NEW DELHI: When Ramesh Chandra Biswal left his job as a space scientist in the US, he returned to eastern India and ran an agriculture startup on a promise of his country’s rapid economic growth.

Nine years on, as India positions itself as the world’s fourth largest economy, he is still waiting for the promise to come true.

India’s economy was the sixth largest in the world, valued at about $2.6 trillion in 2017, when Biswal launched his Villamart project in his home village in Odisha.

According to calculations in the Indian government’s end-of-year economic review, it has now grown to $4.19 trillion, overtaking Japan’s economy in terms of nominal Gross Domestic Product.

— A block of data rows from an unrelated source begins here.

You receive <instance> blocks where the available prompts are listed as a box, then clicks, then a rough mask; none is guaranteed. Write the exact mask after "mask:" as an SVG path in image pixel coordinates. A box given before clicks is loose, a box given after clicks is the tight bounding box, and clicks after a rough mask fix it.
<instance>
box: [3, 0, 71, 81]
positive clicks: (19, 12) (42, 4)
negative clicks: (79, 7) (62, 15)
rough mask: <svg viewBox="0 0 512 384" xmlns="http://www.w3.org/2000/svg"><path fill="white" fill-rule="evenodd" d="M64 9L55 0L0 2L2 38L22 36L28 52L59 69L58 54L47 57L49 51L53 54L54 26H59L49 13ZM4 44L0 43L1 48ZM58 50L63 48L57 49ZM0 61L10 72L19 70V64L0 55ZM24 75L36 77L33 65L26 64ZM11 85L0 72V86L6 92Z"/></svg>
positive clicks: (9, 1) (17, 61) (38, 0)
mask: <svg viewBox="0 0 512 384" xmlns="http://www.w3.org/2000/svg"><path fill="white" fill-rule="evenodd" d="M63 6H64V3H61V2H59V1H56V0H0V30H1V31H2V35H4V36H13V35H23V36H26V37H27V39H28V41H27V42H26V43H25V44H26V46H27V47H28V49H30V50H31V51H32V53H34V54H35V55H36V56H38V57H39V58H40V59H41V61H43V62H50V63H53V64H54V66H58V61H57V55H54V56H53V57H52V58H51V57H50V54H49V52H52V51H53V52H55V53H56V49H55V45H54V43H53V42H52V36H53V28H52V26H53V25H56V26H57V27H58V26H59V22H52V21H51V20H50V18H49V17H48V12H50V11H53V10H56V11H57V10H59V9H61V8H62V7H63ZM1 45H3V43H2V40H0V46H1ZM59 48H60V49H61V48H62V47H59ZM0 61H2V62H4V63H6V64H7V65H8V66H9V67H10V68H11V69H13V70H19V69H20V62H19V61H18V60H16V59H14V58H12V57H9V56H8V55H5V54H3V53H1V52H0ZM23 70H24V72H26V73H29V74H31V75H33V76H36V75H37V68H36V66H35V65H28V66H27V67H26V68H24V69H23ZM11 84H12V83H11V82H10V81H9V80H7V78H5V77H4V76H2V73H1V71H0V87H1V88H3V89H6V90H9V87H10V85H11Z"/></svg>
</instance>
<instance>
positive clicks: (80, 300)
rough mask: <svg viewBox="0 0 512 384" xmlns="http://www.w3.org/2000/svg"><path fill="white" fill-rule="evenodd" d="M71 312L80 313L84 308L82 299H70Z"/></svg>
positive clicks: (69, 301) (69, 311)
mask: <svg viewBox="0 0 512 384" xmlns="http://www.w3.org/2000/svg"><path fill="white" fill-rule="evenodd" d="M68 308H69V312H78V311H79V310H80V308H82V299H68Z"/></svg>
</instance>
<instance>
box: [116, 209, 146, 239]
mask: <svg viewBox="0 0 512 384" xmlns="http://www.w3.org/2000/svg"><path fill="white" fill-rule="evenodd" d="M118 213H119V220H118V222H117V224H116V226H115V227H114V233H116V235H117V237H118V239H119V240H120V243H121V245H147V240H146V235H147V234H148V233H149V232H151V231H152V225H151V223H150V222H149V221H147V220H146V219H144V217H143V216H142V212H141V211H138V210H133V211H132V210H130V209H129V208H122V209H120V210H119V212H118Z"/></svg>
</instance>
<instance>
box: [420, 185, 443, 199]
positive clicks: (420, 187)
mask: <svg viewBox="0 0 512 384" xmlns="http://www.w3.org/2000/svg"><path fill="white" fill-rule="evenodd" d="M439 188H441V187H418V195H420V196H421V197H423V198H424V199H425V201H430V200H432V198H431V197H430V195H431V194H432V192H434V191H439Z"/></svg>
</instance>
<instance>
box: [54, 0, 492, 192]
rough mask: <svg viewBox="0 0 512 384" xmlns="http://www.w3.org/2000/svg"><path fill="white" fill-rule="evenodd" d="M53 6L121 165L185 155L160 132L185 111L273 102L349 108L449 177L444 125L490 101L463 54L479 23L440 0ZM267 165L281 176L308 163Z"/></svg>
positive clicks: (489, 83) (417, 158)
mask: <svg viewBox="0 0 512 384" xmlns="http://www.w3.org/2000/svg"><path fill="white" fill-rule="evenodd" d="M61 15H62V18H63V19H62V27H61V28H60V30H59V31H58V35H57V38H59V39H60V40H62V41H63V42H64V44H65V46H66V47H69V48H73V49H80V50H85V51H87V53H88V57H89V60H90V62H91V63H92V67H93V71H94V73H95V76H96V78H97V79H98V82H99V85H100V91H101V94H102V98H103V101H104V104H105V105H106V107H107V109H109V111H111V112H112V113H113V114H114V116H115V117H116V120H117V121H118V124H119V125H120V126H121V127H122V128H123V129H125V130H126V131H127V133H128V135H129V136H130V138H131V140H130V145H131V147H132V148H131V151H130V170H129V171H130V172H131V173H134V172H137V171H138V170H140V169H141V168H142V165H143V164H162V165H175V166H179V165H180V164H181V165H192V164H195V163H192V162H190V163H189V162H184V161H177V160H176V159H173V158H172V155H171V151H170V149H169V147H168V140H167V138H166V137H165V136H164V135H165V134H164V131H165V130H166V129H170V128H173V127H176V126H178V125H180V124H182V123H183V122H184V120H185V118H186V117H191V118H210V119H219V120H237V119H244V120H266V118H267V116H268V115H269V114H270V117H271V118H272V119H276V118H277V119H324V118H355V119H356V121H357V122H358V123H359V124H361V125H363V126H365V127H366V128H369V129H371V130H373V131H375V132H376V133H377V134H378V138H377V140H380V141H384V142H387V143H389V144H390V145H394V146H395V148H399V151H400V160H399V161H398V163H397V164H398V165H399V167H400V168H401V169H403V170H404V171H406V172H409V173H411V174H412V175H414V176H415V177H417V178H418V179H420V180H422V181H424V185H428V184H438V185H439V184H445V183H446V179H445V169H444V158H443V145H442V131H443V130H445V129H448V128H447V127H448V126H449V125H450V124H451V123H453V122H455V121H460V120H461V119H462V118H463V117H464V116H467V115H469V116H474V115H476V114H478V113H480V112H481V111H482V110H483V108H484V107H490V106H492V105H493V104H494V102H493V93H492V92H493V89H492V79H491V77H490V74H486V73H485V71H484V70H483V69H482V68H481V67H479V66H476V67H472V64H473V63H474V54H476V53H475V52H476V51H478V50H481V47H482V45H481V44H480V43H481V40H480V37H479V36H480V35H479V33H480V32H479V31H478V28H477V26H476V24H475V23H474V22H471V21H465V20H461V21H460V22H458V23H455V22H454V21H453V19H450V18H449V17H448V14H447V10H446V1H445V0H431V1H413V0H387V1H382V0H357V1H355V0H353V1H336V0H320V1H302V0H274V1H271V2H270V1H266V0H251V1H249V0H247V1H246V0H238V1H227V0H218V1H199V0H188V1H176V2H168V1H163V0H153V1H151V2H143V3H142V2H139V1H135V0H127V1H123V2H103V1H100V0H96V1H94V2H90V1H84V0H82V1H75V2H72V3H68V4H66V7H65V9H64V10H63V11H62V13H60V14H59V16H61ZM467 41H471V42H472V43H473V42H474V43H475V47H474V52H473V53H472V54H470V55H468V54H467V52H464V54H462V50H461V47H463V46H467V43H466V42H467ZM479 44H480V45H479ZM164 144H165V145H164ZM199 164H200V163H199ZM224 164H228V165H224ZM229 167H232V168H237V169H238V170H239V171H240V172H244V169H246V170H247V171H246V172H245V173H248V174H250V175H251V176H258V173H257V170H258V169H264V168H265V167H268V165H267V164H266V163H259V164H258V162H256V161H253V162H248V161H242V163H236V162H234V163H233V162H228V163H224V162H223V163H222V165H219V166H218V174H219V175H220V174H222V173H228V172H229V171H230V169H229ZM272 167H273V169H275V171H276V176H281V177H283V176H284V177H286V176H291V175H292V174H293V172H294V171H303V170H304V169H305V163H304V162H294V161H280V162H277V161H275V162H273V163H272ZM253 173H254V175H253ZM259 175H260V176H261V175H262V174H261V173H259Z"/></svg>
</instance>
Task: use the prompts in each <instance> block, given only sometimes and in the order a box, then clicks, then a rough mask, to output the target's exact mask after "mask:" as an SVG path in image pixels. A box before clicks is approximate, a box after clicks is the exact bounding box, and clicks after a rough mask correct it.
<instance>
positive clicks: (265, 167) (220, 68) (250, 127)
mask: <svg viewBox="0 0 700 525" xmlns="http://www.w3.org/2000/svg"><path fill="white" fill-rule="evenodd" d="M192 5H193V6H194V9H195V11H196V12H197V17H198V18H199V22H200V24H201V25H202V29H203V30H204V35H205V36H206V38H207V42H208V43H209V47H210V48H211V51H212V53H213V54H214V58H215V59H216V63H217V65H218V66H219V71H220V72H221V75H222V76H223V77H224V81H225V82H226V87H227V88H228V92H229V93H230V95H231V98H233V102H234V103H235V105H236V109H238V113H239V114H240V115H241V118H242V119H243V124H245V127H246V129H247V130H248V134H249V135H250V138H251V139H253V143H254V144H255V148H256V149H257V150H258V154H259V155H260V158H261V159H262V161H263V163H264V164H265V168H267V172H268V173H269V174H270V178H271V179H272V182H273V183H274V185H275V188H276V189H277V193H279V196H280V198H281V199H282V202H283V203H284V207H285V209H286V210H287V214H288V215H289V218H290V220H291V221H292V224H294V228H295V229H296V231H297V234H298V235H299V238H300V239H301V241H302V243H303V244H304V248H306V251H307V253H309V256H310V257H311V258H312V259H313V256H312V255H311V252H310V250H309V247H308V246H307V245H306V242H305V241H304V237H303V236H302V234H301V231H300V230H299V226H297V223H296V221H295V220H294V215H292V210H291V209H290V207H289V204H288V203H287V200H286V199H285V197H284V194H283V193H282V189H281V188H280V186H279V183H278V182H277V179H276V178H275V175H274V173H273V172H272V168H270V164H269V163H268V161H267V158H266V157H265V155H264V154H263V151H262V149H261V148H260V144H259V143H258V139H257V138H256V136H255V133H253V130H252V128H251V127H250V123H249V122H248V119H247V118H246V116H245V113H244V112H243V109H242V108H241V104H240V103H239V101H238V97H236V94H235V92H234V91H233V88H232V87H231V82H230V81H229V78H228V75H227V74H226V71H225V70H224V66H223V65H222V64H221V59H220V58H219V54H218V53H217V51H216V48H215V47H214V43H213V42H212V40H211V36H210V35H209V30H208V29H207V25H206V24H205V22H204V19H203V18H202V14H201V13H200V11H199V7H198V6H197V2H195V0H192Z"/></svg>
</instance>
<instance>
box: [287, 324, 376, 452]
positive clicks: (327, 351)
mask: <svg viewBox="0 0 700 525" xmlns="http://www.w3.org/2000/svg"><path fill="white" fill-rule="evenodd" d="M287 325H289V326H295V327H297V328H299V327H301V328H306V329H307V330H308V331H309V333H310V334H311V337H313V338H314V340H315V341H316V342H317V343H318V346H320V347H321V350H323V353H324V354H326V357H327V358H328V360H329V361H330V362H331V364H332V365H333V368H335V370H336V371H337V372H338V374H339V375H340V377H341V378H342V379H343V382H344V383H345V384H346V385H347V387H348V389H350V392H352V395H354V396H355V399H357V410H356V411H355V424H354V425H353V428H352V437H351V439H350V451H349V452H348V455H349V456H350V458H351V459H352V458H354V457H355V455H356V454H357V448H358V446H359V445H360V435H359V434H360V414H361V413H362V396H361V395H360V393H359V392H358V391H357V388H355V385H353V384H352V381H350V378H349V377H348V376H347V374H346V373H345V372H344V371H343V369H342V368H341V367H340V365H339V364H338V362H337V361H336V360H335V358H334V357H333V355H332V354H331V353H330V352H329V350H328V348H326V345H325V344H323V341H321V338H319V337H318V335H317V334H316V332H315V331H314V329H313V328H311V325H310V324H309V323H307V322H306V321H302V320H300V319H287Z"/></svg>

The review also projects that India will overtake Germany to become the world’s third-largest economy within the next three years, trailing only the US and China in economic weight.

But on the ground, Biswal was not sure what the projections meant because they had no impact on his life or business.

“The hype around India becoming the fourth largest economy is not grounded. People cannot relate to that,” he said.

“The number of people here in India is much more than Japan ... We have to improve the per capita income instead of telling the story of being the fourth largest economy.”

Over the years that he has been running his company, Biswal has not noticed much change, but hoped that the news of the country’s growth would at least create a positive hype and motivate everyone.

“People are trying. As an entrepreneur, we are also trying, struggling every day, trying to do something new,” he said.

“I’m getting some respect in society. That way, it is giving me the driving force.”

But not everyone was immediately optimistic. For Sarvesh Sau, a fruit seller in Delhi, it has been increasingly difficult to keep his family afloat.

“Rich people are getting rich, those who have resources ... but a low-income group person like me finds it difficult to manage a decent living despite putting in more than 12 hours of work every day.

“We are a big nation, and we will look big compared to others. Are we able to match Japan?”

The world’s most populous nation, India has about 1.46 billion people and a GDP per capita estimated by the World Bank to be about $2,700. It is about 12 times lower than Japan’s.

Yogendra Kumar, a plumber in Noida, said his income has been rising, but it is consistently outpaced by the cost of living, leaving him feeling poorer over time.

“I have heard that India has become the fourth largest economy, but I don’t know how to react to that. It does not make any difference to our lives. It sounds good that India is growing, but the matter of fact is that for people like me the struggle for survival is more acute now than before,” he said.

“Today I earn more but the inflation takes away all the money, and it makes it difficult to have a comfortable life,” he told Arab News. “Mustard oil was 50 rupees 10 years ago. It is now 200 rupees. A cooking gas cylinder used to cost 500 rupees — now it costs more than double. Everything is so expensive.”

While India’s claim of being the fourth-largest economy is still awaiting review by the International Monetary Fund, Prof. Arun Kumar, a development economist, does not expect it to be confirmed.

“Our GDP data, as the IMF has said, is suspect because it doesn’t include the informal sector ... According to my estimate, we are still the seventh largest economy, just ahead of Italy,” he told Arab News, also estimating India’s actual growth to be much lower than the government’s projection.

“Even though official data shows a 7 percent to 8 percent rate of growth, people realize that it’s not growing so well,” Prof. Kumar said.

“The rate of growth is only of the organized sector, not of the unorganized sector ... The unorganized sector is declining and that is where 94 percent of the employment is.”